Wherein sigma _k Is the k-th singular value arranged from small to large. Thus, equation (1) can be relaxed as:

if M is noiseless or contains only gaussian noise, and Ω is uniformly distributed and sufficiently large, the minimum value of formula (2) is unique and will match with the minimum value of formula (1), and the target matrix Ω can be accurately recovered. However, if the observed data is affected by noise, there is some data far beyond the normal range, and equation (2) is:

formula (3)) It can be seen that the completion of the matrix characterizing the noise, i.e. the observed elements may contain noise, can reduce the influence of the noise to some extent, and is fitted with least squares, without the equality constraint of equation (2). Wherein, γ _n The coefficient l is determined according to the noise category, and is set as a Frobenius norm:

(invention A) _Ω To the observed matrix, -, is Hada Ma Chengji).

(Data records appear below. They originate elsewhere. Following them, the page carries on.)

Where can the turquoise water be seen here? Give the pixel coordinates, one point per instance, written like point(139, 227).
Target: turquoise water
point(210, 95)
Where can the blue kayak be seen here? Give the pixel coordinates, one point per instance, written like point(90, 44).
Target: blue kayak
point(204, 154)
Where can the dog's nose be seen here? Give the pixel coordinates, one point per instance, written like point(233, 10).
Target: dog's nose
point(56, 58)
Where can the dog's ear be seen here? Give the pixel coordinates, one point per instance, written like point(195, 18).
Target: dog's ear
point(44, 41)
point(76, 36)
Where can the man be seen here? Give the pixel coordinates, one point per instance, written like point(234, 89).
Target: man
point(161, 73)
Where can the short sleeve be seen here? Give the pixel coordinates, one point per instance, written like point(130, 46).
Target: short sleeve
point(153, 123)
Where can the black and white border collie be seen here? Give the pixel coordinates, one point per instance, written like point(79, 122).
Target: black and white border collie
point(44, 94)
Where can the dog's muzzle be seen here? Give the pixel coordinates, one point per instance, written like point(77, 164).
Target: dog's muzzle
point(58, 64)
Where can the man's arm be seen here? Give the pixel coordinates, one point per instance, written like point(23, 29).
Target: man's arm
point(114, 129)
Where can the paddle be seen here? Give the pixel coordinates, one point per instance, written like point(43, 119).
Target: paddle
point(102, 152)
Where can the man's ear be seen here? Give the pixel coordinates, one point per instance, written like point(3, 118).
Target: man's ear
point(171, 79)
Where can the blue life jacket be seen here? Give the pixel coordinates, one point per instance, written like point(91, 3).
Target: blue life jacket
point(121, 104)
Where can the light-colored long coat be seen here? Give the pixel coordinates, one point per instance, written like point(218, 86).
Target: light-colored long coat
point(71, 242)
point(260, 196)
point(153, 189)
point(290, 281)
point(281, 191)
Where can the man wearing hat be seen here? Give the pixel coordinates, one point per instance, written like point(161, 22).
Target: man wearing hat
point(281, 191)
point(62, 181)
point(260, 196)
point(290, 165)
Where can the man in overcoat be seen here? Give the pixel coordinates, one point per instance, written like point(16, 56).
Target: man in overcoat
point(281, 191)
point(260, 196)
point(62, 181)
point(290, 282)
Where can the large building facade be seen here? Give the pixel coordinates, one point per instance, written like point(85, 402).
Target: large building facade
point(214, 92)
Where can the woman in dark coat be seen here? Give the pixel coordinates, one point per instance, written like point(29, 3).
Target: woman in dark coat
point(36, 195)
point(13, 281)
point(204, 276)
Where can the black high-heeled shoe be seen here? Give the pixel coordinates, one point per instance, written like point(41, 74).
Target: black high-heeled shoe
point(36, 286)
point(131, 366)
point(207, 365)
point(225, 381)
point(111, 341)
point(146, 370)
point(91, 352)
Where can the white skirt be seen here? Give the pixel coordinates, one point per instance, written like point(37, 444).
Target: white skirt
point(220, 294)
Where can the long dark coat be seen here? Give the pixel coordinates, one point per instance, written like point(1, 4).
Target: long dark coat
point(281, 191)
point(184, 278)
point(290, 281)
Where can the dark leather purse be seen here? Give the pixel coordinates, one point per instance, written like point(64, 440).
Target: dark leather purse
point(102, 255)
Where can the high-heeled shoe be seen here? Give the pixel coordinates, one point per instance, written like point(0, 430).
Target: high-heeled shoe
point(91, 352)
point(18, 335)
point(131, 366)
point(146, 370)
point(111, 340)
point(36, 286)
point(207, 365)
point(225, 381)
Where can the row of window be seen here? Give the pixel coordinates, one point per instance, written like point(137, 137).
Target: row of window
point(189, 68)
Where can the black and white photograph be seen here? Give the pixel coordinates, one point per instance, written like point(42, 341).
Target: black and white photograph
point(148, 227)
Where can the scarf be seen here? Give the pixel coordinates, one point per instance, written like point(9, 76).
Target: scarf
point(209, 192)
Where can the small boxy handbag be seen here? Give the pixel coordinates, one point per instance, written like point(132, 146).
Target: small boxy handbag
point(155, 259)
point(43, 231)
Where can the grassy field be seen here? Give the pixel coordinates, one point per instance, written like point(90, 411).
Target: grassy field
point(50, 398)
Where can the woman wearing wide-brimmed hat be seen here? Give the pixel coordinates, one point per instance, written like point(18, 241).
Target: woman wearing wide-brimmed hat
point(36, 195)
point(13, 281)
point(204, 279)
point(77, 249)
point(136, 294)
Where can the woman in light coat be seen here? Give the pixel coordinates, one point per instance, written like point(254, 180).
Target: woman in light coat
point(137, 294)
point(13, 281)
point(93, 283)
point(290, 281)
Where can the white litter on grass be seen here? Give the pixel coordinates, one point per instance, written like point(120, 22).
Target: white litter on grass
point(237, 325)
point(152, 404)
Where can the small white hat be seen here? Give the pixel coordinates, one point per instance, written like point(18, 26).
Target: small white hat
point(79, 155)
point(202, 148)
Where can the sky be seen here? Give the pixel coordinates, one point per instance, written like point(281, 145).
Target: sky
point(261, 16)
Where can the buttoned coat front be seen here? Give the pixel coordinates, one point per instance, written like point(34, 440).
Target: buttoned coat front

(3) Because it is very difficult to solve the non-convex problem, the iterative algorithm is easily trapped in a relatively poor local optimal solution or saddle point, or it takes a lot of time to solve a relatively good local optimal solution. Based on such problems, salakhutdinov and Srebro propose the use of weighted nuclear norms

Wherein p and q are observed data and respectively obey m rows and n columns distribution. Compared with the unweighted kernel norm, the weighted kernel norm has obvious promotion effect and can be quickly converged to the local optimal solution;

further, the process of matrix completion based on structural constraint in step 2 is as follows:

(1) Assuming that there is a sensor network composed of n sensors, each sensor is used as a vertex of the network, and the relationship between the sensors, such as energy relationship or topological relationship, is an edge of the network. In the present invention, we select the simplest spatial relationship as the edge of the network connection. It is assumed that the rows and columns of matrix M depend on the vertices of the graph. In a sensor network, the sensors (i.e., columns of matrix M) are vertices of the network, and the relationship between the sensors is the spatial relationship between the sensors.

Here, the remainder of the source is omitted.